第2話 現実は小説よりも奇なり3
冷静になった、というより落ち込んだ様子の彼女を見て、少しずつ怒りが落ち着いてくる。
つまり、つまりですよ。あの日の春雨の別れ話は、
「本気じゃなかったんだね。なにがあったか知らないけど一人で勝手に不安になって、別れ話を切り出しちゃった、ってこと?」
「うん」
店内のBGMにかき消されそうなほど小さな声だったけど、私の耳にはしっかり届いた。
嘘でしょ。信じられない。
私が今日までどんな気持ちで過ごしてきたか、どんな思いで貴女への愛情に蓋をしたのか、わかる?
わからないでしょうね。
ダメだ。またイライラしてきた。
眉間を押さえて皺を伸ばす。
「で、今日はそれをわざわざ伝えに来たの? あの別れ話は本気じゃなかったって」
「うん」
さっきから「うん」しか言わないじゃない。
ほんとにこの子は……。
「それはわかった。だけど、いくらなんでも日が経ちすぎだよ。次の日にでも本心を言ってくれていたら、私たちは――」
「立ち直れなかったの! 自分で言ったくせに、馬鹿みたいってわかってるけどさ。永遠に一緒にいると思ってたから」
あぁ、そうよね。貴女は他の人より何倍も繊細なんだった。
自分の言動を後悔して、どうすれば元通りになれるのかグルグル考えて動けなくなったんだよね。
わかってるよ。3年間ずっと一緒にいたんだから。
「でもね、先週漸く立ち直れたの。このままじゃいけないって思ったの。朝日にちゃんと謝って、恋人に戻ろうって考えてた。
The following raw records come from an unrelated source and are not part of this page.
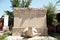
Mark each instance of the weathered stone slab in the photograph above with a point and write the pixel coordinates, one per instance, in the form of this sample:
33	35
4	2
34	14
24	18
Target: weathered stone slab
30	17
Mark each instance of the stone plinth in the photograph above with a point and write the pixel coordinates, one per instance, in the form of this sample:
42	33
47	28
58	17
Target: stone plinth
29	17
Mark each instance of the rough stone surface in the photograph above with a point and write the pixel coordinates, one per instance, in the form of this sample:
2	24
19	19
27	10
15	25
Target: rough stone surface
29	17
34	38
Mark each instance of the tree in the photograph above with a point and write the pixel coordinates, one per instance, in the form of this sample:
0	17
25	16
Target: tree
20	3
11	18
51	16
16	3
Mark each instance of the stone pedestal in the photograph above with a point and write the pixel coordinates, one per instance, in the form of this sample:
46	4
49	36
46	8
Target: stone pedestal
29	17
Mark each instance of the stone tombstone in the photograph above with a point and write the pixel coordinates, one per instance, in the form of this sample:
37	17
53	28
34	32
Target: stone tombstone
29	17
5	27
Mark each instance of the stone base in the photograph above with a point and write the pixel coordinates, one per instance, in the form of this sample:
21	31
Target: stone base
18	31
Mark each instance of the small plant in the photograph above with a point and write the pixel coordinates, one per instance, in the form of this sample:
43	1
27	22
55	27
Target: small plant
5	35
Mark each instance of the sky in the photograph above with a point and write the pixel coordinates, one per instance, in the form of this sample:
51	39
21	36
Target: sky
6	5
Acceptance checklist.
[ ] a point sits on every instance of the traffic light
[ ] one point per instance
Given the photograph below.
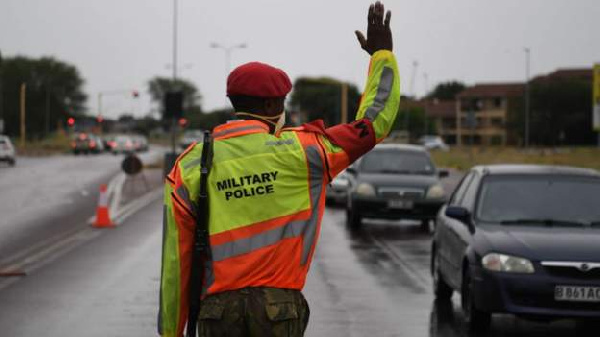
(173, 105)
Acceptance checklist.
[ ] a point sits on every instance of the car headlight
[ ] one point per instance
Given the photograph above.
(340, 182)
(507, 263)
(435, 192)
(365, 189)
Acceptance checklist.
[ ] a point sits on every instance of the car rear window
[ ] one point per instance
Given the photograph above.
(553, 197)
(395, 161)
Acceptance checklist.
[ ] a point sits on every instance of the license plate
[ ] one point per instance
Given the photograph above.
(577, 294)
(400, 204)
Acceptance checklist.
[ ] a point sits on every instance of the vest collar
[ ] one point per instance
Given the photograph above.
(239, 127)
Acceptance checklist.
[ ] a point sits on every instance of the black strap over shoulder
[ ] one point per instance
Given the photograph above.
(201, 249)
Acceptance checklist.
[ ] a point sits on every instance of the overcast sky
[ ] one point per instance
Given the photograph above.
(120, 44)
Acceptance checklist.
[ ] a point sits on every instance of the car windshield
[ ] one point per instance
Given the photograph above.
(546, 200)
(395, 161)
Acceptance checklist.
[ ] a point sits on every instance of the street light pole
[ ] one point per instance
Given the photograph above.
(527, 98)
(412, 92)
(174, 41)
(228, 50)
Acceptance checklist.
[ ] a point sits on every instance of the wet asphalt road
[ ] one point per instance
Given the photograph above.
(374, 282)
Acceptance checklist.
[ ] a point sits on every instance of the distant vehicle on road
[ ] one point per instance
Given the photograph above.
(85, 143)
(140, 143)
(432, 142)
(7, 151)
(522, 240)
(337, 190)
(395, 181)
(189, 137)
(122, 144)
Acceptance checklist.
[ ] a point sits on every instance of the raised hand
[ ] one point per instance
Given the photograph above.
(379, 35)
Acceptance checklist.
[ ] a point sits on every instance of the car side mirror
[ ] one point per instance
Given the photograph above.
(461, 214)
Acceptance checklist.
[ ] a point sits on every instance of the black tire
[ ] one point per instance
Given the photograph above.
(441, 289)
(477, 320)
(353, 217)
(425, 226)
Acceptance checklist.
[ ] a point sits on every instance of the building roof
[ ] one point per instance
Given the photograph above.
(494, 90)
(536, 169)
(441, 109)
(585, 74)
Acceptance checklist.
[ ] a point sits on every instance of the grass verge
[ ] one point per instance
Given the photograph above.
(463, 158)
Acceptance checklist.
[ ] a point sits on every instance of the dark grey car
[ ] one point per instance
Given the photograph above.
(521, 239)
(395, 181)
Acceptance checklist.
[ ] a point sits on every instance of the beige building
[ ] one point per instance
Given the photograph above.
(484, 112)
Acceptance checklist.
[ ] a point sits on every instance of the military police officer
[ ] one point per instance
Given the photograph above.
(266, 193)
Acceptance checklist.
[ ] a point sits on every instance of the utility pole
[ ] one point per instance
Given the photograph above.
(412, 93)
(47, 110)
(23, 94)
(527, 103)
(344, 103)
(1, 98)
(425, 81)
(174, 41)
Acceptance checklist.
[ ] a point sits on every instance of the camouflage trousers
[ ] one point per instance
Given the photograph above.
(264, 312)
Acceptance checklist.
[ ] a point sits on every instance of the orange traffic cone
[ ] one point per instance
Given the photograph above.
(102, 216)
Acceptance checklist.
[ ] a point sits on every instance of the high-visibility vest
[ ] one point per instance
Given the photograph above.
(266, 197)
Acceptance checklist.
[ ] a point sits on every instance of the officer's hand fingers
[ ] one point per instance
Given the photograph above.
(388, 17)
(370, 17)
(361, 39)
(378, 14)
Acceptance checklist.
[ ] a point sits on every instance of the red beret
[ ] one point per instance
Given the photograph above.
(258, 79)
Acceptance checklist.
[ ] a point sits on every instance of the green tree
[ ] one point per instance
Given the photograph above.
(321, 99)
(561, 112)
(159, 86)
(447, 90)
(54, 92)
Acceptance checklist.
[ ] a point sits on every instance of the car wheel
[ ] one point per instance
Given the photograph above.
(476, 319)
(425, 225)
(441, 289)
(353, 217)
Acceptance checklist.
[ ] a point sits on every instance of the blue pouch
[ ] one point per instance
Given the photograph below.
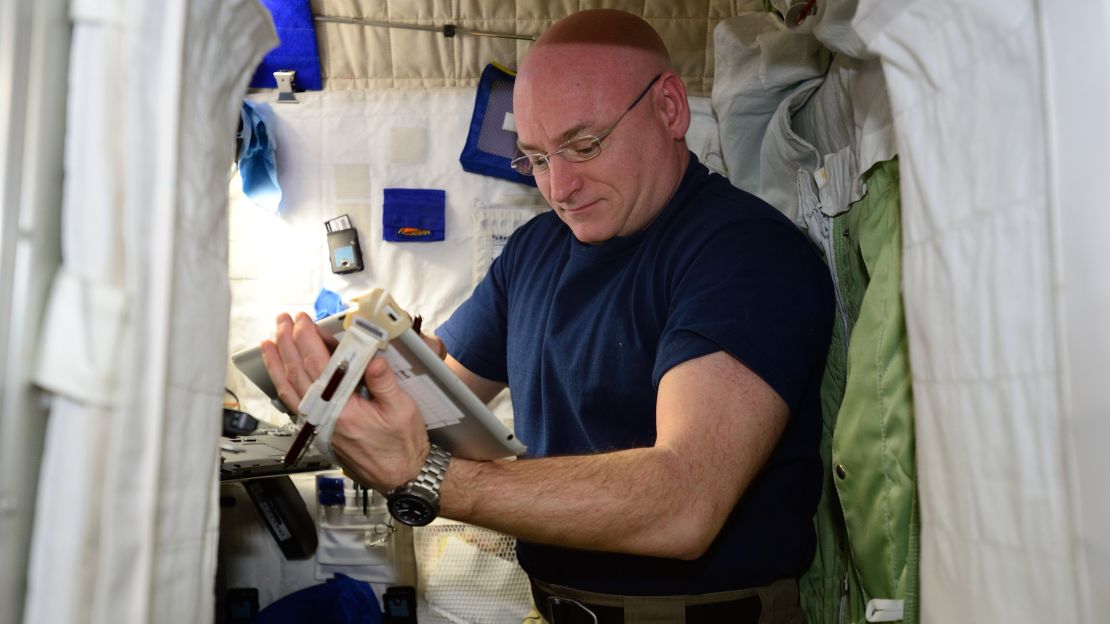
(413, 214)
(490, 146)
(298, 49)
(341, 600)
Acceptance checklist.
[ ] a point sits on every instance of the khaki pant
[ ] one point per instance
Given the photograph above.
(779, 603)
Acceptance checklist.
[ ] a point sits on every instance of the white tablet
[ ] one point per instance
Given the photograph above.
(455, 419)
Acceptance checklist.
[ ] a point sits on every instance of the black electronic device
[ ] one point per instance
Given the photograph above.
(239, 606)
(236, 423)
(343, 245)
(284, 513)
(399, 605)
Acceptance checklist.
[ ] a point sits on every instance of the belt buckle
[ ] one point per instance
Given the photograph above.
(555, 601)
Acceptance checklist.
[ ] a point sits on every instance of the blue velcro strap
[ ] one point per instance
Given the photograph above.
(328, 303)
(298, 50)
(488, 148)
(413, 214)
(258, 160)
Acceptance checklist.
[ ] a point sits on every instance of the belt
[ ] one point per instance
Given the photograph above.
(572, 606)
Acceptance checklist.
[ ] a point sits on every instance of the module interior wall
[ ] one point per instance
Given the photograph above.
(355, 57)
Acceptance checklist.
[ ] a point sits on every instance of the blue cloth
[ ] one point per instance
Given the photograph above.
(490, 148)
(258, 157)
(413, 214)
(584, 333)
(298, 49)
(341, 600)
(328, 303)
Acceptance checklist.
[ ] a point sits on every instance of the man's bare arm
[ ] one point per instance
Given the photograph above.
(717, 423)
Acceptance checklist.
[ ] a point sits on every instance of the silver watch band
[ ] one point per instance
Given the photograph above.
(433, 471)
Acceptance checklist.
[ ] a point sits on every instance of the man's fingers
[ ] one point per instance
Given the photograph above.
(435, 344)
(383, 385)
(314, 353)
(276, 370)
(291, 355)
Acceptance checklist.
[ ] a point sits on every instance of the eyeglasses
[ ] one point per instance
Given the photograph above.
(575, 150)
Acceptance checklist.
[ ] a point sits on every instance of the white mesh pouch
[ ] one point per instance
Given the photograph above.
(470, 575)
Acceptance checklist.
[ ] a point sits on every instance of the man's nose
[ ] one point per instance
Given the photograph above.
(564, 179)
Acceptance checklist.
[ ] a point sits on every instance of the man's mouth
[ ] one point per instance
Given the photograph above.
(579, 208)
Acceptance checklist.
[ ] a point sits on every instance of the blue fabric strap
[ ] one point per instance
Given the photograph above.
(298, 50)
(413, 214)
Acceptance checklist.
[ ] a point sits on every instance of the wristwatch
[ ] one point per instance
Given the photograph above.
(416, 503)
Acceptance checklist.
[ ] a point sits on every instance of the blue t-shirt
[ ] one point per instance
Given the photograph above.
(584, 333)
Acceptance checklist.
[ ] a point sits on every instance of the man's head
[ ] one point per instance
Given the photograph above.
(578, 80)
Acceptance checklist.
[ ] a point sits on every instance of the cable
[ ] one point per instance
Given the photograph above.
(447, 30)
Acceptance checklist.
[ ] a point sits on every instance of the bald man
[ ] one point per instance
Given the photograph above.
(664, 335)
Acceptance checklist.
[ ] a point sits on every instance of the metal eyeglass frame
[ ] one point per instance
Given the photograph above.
(530, 164)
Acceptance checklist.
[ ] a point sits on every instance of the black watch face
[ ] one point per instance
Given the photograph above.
(412, 510)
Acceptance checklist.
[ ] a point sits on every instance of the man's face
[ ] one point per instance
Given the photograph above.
(611, 194)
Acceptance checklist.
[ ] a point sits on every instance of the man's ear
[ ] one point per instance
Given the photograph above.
(673, 106)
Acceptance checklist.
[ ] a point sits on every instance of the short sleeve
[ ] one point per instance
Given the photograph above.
(475, 334)
(758, 291)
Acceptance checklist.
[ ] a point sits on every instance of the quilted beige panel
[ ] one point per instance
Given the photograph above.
(373, 57)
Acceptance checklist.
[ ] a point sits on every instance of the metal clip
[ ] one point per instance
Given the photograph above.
(285, 79)
(555, 602)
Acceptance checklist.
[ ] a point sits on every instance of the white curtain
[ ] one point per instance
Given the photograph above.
(135, 332)
(1000, 111)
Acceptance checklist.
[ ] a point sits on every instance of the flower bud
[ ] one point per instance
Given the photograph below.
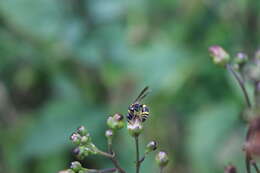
(82, 131)
(151, 146)
(219, 55)
(253, 72)
(135, 128)
(75, 166)
(109, 134)
(115, 122)
(84, 140)
(162, 159)
(75, 138)
(257, 55)
(241, 58)
(76, 151)
(230, 169)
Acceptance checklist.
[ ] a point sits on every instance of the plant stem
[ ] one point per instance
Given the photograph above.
(114, 159)
(256, 167)
(108, 170)
(241, 84)
(137, 155)
(105, 154)
(257, 93)
(161, 169)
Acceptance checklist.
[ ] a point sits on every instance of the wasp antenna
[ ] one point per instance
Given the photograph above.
(142, 94)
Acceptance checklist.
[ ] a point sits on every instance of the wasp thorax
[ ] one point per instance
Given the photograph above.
(116, 121)
(135, 127)
(138, 111)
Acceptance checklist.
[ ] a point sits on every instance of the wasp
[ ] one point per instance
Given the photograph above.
(137, 110)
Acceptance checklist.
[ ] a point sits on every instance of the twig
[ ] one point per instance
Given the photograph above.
(241, 84)
(255, 166)
(161, 169)
(114, 159)
(108, 170)
(105, 154)
(138, 163)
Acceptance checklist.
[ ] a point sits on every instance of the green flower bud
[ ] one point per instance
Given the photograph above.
(67, 171)
(116, 122)
(76, 151)
(75, 166)
(151, 146)
(230, 169)
(82, 131)
(257, 55)
(135, 128)
(241, 58)
(109, 134)
(84, 140)
(219, 55)
(253, 72)
(162, 159)
(75, 138)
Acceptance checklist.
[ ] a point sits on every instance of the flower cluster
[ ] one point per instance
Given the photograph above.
(82, 139)
(84, 145)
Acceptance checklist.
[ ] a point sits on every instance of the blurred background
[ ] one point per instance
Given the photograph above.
(65, 63)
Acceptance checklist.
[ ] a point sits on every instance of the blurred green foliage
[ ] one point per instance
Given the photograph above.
(65, 63)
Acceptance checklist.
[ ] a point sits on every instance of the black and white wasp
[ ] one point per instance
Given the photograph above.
(137, 110)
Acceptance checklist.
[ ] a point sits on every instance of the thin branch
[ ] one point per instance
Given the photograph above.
(161, 169)
(108, 170)
(241, 84)
(247, 161)
(138, 163)
(114, 159)
(105, 154)
(255, 166)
それなのに、緑雨が告白したって本人から聞かされて、頭が真っ白になった」
「本人から宣戦布告されちゃったわけか」
「うん」
多分、緑雨ちゃんには春雨が本心から別れを告げたわけじゃないって、お見通しだったんだろうな。
その隙間につけいられたというか、先手を打たれたというか。
段々春雨が可哀想になってきた。
「だから、」
「ん?」
聡明すぎる妹をもった元恋人を哀れに思っていたら、彼女はバンっとテーブルに手をついて、
「私もちゃんと告白する。朝日、もう一度私と付き合ってください!」
「……言うと思った」
話の流れからして想定済みではあったけれど、いや、うん。そうね。
よそのテーブルから無遠慮な視線を向けられているのを感じながら、
「ちょと返事を保留にしてもいいかな」
控えめに両手を上げて、降参のポーズ。
ごめん。美人姉妹から告白されたら、流石にキャパオーバーです。